Rounded or Streamlined Head? Bridging Concept Bottleneck Models and Attribute-Described Object Parts

A faithful decision-making process requires models to ground human-understandable concepts both spatially (where they appear in the image) and causally (how they influence the prediction). Recent advances in Vision–Language Models (VLMs) enable concept-level alignment and have inspired Concept Bottleneck Models (CBMs), which explain predictions by mapping image representations to human-understandable concepts, allowing users to trace decisions through explicit semantic reasoning. However, existing CBMs suffer from two key inconsistencies. First, semantic inconsistency: VLMs often fail to localize fine-grained part–attribute concepts, producing noisy or incomplete masks. Second, object inconsistency: object-agnostic concepts such as "head: streamlined front profile" may describe multiple categories (e.g., fish or human); without enforcing object identity, non-targeted regions can introduce spurious evidence that corrupts the bottleneck representation.
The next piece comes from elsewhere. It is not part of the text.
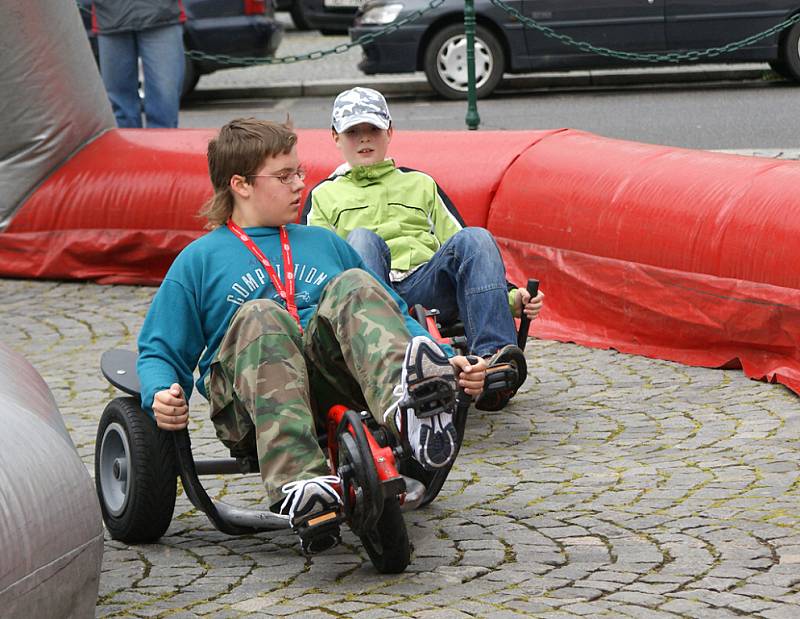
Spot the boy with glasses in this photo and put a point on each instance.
(282, 322)
(409, 233)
To address these challenges, we propose a new Object-Aware Concept Bottleneck Model (OA-CBM) that jointly enforces semantic- and object-level consistency. Specifically, (1) we redefine concepts as part–attribute pairs to enhance VLM robustness at the semantic level, and (2) introduce class-agnostic object clustering to suppress irrelevant visual evidence. We further annotate two grounding datasets with part–attribute descriptions and conduct extensive experiments. Results demonstrate that OA-CBM produces more faithful and robust explanations while maintaining competitive predictive performance.